If you are an engineer or a technician then this guide is for you. Otherwise don’t even try touching your new iPhone with these filthy unexperienced hands, should it get ‘sick’ or experience some technical trouble. However, if you have at least repaired around 5 different electronic devices in your life, you could easily qualify to be able to follow through this short iPhone repair guide.

Being a professional technician and having some apprentice dudes who do nothing by copying my style, I often get terrorized by these never ending and stupid as hell questions: “how to repair a new iPhone”, etc. Although this is really ridiculous, I have no choice then to answer these questions make expose my know-hows to the whole world, or at least for these who could find my blog online.

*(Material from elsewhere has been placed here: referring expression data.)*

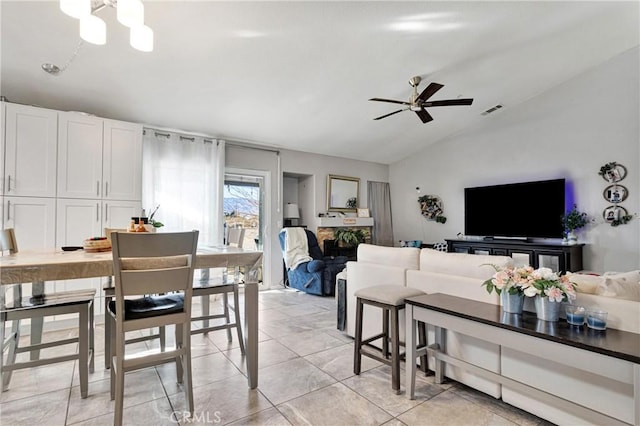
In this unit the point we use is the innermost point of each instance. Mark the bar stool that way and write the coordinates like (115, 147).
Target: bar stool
(391, 299)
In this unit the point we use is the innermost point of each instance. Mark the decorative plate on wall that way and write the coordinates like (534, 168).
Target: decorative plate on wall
(615, 193)
(612, 213)
(613, 172)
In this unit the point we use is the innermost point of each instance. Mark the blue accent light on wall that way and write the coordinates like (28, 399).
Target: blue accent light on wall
(569, 196)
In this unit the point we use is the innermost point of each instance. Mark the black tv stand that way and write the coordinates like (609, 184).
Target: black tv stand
(558, 256)
(522, 239)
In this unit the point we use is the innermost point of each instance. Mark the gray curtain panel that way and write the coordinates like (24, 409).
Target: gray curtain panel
(379, 199)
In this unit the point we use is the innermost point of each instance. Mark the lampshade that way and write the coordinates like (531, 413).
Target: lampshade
(141, 38)
(76, 8)
(130, 13)
(93, 29)
(291, 211)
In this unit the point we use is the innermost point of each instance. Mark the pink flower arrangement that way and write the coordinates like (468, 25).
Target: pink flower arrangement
(531, 282)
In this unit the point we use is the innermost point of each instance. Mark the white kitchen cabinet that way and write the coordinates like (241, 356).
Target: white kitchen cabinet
(33, 220)
(122, 161)
(30, 151)
(79, 156)
(99, 158)
(79, 219)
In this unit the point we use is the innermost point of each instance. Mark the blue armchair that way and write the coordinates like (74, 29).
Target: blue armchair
(317, 276)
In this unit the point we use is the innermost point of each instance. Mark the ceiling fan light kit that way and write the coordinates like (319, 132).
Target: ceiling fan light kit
(130, 13)
(418, 103)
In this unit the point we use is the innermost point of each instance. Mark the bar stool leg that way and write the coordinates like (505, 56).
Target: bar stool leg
(385, 331)
(422, 341)
(358, 338)
(395, 351)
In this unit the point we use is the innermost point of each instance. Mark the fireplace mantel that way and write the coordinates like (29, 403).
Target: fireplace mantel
(339, 222)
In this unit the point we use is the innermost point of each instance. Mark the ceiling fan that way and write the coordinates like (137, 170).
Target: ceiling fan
(418, 103)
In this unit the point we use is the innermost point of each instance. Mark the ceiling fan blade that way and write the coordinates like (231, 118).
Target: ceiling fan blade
(391, 113)
(389, 100)
(424, 115)
(429, 91)
(448, 102)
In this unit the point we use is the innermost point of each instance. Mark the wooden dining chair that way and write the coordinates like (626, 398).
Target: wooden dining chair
(37, 307)
(109, 293)
(144, 264)
(207, 286)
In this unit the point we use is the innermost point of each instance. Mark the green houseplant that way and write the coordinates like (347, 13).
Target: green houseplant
(572, 220)
(349, 237)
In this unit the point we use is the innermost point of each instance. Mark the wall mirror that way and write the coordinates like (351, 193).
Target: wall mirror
(342, 193)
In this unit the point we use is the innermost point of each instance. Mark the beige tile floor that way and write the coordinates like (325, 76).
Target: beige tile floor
(305, 378)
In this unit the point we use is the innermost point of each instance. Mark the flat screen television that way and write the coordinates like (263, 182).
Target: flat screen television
(517, 210)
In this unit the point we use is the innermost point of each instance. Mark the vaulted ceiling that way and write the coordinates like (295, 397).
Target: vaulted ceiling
(298, 75)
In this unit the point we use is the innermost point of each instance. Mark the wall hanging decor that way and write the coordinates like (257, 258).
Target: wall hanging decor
(615, 214)
(613, 172)
(431, 208)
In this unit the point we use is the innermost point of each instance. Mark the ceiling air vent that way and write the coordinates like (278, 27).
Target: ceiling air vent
(492, 109)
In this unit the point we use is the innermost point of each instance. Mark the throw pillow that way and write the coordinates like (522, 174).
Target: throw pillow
(622, 286)
(586, 283)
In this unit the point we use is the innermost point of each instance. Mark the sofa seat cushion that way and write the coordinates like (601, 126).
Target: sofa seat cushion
(401, 257)
(461, 264)
(393, 295)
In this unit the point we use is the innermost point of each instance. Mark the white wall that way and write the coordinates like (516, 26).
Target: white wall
(311, 189)
(567, 132)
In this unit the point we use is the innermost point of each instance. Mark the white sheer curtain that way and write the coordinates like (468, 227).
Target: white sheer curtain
(184, 175)
(379, 201)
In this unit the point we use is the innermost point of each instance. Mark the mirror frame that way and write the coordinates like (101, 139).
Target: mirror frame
(334, 179)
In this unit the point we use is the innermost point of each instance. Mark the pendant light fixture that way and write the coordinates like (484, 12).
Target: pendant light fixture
(130, 13)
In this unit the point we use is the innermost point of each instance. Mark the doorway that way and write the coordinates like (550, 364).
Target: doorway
(242, 207)
(246, 205)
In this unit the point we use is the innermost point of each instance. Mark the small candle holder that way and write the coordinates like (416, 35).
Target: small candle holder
(597, 319)
(575, 314)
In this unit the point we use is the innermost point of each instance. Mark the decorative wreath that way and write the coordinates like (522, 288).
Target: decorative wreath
(431, 208)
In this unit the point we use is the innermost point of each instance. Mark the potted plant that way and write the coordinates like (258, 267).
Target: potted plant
(349, 237)
(509, 283)
(549, 290)
(572, 220)
(156, 224)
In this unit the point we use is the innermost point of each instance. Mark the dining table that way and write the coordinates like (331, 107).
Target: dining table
(38, 266)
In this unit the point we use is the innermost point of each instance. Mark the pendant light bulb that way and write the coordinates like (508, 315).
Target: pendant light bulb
(130, 13)
(93, 30)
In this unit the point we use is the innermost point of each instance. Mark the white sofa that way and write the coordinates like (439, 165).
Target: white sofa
(462, 275)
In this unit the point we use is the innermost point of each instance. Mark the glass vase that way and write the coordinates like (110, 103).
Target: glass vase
(512, 303)
(547, 310)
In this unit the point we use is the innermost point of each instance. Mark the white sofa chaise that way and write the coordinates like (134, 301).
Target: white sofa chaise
(462, 275)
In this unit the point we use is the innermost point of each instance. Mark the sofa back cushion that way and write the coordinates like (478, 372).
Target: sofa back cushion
(461, 264)
(401, 257)
(586, 283)
(622, 286)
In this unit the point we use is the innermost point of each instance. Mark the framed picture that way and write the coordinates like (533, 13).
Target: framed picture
(363, 213)
(614, 172)
(615, 193)
(612, 213)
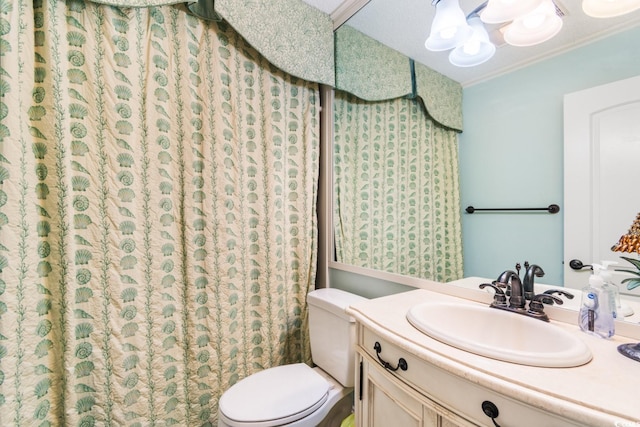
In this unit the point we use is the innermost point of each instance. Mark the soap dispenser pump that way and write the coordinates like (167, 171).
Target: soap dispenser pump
(596, 315)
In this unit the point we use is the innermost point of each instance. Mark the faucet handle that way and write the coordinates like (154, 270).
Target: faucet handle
(499, 298)
(559, 292)
(536, 306)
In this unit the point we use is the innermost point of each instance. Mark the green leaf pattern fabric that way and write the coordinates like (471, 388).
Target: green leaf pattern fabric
(396, 201)
(157, 213)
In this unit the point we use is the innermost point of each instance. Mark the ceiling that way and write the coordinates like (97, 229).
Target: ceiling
(404, 25)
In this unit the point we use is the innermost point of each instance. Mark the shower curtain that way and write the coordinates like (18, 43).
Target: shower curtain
(157, 212)
(397, 194)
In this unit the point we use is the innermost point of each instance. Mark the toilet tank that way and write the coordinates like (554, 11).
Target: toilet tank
(333, 333)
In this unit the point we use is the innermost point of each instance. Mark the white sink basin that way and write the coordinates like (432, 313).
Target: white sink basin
(499, 334)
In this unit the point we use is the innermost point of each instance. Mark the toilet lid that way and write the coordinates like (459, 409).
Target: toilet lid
(275, 396)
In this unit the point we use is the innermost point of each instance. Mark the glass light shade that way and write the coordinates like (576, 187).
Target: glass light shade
(534, 28)
(498, 11)
(449, 27)
(476, 50)
(609, 8)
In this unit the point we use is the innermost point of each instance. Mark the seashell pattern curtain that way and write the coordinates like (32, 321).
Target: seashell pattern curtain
(157, 214)
(397, 194)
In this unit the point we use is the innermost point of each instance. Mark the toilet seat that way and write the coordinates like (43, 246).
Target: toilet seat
(274, 397)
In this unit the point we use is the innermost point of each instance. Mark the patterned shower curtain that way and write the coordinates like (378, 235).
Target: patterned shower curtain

In order to be able to repair the new iPhone, you would need the following prerequisites: a good and working pair of hand, a capable brain and some knowledge of basics. If you have all this, you could easily learn and accomplish this task. Otherwise, it is better to call the iPhone Repair New York and save yourself from all the troubles. You know, a professional service would always do it better, so if you have any slightest doubts or uncertainties it is better to contact your nearby repair shop and get done with it once and for all.

If you do have a pair of legs, a pair of hands and a pair of heads, yeah you should have two heads by the way, then you could actually repair it yourself. Unlike any other gadget, the new iPhone does not have any screws, so you could start opening it with either a knife and hammer method or a razor method. This is pretty much similar to the delidding technique of your CPU.

If the problem lies in a broken screen, you would simply buy another piece of screen for iPhone from a specialized service supplier, though make sure not to damage the screen itself, as you separate it from the glass. If the problem is in hardware, it has most likely to do with improper contact of the wires and connectors. This could be especially common for the power circuits, that is, the USB port and the battery connectors.